Wednesday, December 21, 2011

HOME IS . . . WHERE YOU LIVE

I had a brief email conversation with a friend in California this morning.  I started by asking, rhetorically, when I've been gone from the state in which I grew up, North Dakota, for decades . . why do friends and family who still live there ask me when I'm coming "home".  My answer?  I AM HOME!


Growing up in North Dakota meant long winters of frequent subzero temperatures and snow and ice everywhere.  I moved to Arizona and continue to live here because I love the climate.


People say "but don't you miss the change of seasons?"  No, I don't because I have the change of seasons right here where I live.  Now granted, about half of my 33 years in Arizona were spent in Phoenix and it does get unbearably hot there in the summer.  But other times of the year it is heaven on earth.


And have I mentioned the Grand Canyon?  One of the great wonders of the world is only about 100 miles from where I sit typing these words.  Since I reached Senior Citizen age and received my Golden Age passport, it doesn't even cost me anything to get into the park, as many times as I want.

So don't ask me again, folks, I am home.  Home in Arizona.




Tuesday, December 20, 2011

I WONDER IF MITT HAS HEARD ABOUT THIS

I've been noticing a building under construction on the edge of Viewpoint in our town.  This morning I drove over and asked a workman on his break what it was going to be.  A new Mormon Church, he said.  Looks like it will be a big one.


At least it's providing some jobs in the community.

Monday, December 19, 2011

WRIGS

Much has been made of what good lives our three cats and the BRD's three cats have.  Much of that comes (perhaps jealously) from dog owners.  Well the BRD's three cats share the home with a dog, too!  As some of you long time readers know, his name is Wrigley, or Wrigs for short.  And just offhand, I'd say he has a pretty good life too.



Sunday, December 18, 2011

Saturday, December 17, 2011

MISTER T(AZ)

This is how Mr.

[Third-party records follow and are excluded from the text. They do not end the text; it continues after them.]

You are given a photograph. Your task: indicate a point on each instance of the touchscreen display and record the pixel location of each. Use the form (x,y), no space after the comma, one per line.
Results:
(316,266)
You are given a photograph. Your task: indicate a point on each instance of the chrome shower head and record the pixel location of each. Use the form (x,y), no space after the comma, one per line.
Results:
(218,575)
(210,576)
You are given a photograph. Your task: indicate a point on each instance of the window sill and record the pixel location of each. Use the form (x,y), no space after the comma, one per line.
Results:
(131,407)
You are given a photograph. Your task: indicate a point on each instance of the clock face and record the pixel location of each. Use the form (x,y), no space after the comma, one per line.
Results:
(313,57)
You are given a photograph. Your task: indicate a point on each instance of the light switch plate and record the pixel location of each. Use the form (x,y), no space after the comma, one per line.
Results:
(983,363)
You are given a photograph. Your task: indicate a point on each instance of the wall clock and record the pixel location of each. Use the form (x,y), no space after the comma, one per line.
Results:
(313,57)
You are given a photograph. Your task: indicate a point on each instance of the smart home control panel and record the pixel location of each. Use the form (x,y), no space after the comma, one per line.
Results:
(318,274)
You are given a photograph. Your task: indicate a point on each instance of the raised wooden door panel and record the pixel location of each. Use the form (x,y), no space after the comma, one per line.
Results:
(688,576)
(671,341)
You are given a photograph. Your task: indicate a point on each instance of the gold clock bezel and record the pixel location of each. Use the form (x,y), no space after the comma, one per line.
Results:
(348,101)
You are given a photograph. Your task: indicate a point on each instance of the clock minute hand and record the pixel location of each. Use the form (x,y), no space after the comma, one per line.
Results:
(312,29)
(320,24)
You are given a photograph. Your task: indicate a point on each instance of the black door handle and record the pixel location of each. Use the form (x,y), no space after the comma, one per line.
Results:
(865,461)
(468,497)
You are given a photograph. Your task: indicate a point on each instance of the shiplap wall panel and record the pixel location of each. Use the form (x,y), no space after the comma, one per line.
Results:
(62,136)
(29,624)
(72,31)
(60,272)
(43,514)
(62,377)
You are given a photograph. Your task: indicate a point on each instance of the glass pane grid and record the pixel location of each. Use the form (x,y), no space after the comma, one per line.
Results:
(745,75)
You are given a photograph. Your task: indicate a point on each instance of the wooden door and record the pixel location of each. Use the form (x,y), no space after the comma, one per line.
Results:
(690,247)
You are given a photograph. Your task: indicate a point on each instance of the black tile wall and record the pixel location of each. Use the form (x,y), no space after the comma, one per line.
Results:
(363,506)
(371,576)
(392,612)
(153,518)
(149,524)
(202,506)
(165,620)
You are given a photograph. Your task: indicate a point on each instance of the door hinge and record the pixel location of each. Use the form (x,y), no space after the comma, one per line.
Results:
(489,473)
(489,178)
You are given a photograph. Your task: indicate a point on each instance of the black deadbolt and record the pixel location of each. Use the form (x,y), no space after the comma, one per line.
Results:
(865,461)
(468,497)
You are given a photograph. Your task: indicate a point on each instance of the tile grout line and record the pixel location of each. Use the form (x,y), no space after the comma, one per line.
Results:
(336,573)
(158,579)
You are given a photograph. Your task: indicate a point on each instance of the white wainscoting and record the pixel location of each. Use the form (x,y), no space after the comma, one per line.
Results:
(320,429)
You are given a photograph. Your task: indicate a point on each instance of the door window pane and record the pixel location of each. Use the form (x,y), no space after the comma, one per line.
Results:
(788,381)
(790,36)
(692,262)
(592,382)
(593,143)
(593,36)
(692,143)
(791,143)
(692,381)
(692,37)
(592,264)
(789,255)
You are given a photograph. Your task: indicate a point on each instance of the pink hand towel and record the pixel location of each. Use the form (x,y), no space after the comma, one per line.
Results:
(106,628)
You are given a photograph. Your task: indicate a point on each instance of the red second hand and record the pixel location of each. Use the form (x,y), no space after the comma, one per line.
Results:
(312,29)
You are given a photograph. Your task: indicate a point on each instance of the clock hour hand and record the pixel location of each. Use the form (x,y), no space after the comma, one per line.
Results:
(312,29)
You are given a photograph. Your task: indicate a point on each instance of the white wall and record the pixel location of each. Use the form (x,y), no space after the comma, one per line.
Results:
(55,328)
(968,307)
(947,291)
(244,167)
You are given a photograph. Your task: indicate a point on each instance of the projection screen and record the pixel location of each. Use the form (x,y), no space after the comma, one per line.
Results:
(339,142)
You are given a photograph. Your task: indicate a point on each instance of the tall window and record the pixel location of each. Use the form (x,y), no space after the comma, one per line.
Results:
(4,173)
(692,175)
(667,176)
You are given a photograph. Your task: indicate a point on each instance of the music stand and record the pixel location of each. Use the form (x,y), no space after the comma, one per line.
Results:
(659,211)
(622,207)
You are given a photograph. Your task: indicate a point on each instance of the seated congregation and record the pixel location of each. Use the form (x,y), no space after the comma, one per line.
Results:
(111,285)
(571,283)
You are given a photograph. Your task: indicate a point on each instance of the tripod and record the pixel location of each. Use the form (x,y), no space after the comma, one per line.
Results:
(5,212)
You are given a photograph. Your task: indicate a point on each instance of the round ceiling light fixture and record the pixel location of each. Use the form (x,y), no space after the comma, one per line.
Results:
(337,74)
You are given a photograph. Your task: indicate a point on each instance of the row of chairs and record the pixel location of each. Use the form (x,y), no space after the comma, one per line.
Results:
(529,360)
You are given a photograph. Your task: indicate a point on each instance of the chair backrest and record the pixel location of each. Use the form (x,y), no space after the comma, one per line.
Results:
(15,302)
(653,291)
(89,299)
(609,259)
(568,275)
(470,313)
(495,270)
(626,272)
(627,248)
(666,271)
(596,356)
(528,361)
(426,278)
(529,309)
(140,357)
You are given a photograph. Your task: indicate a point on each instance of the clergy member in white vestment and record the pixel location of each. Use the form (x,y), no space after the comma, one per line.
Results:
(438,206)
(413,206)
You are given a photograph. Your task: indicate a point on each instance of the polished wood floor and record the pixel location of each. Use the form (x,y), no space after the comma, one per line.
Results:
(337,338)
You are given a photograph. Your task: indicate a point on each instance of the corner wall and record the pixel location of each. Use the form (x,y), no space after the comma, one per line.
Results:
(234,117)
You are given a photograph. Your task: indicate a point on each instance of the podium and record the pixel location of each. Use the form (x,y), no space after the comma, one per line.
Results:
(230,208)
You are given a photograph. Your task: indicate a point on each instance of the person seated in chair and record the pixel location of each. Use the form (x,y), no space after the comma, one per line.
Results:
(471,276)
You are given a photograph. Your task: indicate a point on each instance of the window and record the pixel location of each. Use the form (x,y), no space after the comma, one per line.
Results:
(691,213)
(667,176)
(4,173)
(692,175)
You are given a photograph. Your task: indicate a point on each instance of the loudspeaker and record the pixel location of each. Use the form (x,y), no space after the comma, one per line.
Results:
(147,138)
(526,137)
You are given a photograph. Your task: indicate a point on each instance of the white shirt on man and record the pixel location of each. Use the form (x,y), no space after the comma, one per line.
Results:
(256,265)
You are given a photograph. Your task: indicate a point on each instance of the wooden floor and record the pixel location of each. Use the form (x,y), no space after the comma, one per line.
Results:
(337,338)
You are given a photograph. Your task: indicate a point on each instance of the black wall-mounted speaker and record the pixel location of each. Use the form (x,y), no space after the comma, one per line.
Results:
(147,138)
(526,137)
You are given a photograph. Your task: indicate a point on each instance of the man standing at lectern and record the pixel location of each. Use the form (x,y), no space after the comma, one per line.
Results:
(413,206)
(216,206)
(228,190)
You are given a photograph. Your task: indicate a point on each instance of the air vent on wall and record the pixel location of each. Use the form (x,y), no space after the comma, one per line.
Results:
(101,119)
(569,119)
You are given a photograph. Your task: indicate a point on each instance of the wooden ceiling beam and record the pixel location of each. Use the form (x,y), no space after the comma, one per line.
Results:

T (for Taz)(for Tasmanian Devil) spends a lot of his days, playing with his little man doll.



Ah, I know he's here somewhere.


THERE he is!


Oooops!  He threw me!


Are you looking at me?


Gotcha, you little rascal.


Man, oh, man, all that work made me thirsty and someone left the kitchen faucet on.


The cat belongs to the Beautiful Rich Daughter.

The photo credits are due to She Who Must Be Obeyed, who was house sitting Mr. T and his two siblings.

Thursday, December 15, 2011

OUT AND AROUND


This is Glassford Hill.  Once upon a time it was a volcano.  You notice we don't call it a volcano.  Or a mountain.  Just a hill.  It's part of what separates Prescott Valley from Prescott.


And this panorama shows Prescott Valley and a great cloud formation in the distance, beyond what is supposed to be a park some day.  Right now it's just pastureland.  As you can see.




Wednesday, December 14, 2011

LET IT SNOW, LET IT SNOW, LET IT SNOW . . . UP NORTH!

For those of you concerned about the old Catalyst's weather, here's the real dope.  The heavy snow was in the mountains around Prescott and about 80 miles away where Flagstaff got around a foot.  But here?  Just a dusting.


It did rain much of yesterday but it only turned to snow around 9 or 10 last night and then moved off.  So, while it's chilly and wet outside, very little snow.



Monday, December 12, 2011

SO LONG, COWBOYS



Now before you go gettin' all melancholy, listen to brother Greg Brown.



The rest of you . . . have a nice day!

Sunday, December 11, 2011

THE NEXT IRON CANDIDATE!

I watched the latest Republican debate last night.

Mitt - I'll bet you ten grand.

Newt - If you'd beaten Ted Kennedy . . .

Michelle - Newt Romney.

Ron - Abolish everything.

Rick P. - Who knows?

Rick  S. - I'm against everything.

And I thought "is this the best they can do?"

Then I watched our president on 60 Minutes tonight.  And I thought "why is this man trailing in the polls?"

And I thought "Presidential politics is the most ridiculous race in life."

In case you haven't figured it out by now . . . I support the re-election of Barack Obama as President of the United States.

Opponents may now state their case.

Saturday, December 10, 2011

ANTI-SANTA PARTIES

So, Ebenezer Scrooge (before his epiphany) isn't scary enough for you?  Well then, consider Krampus.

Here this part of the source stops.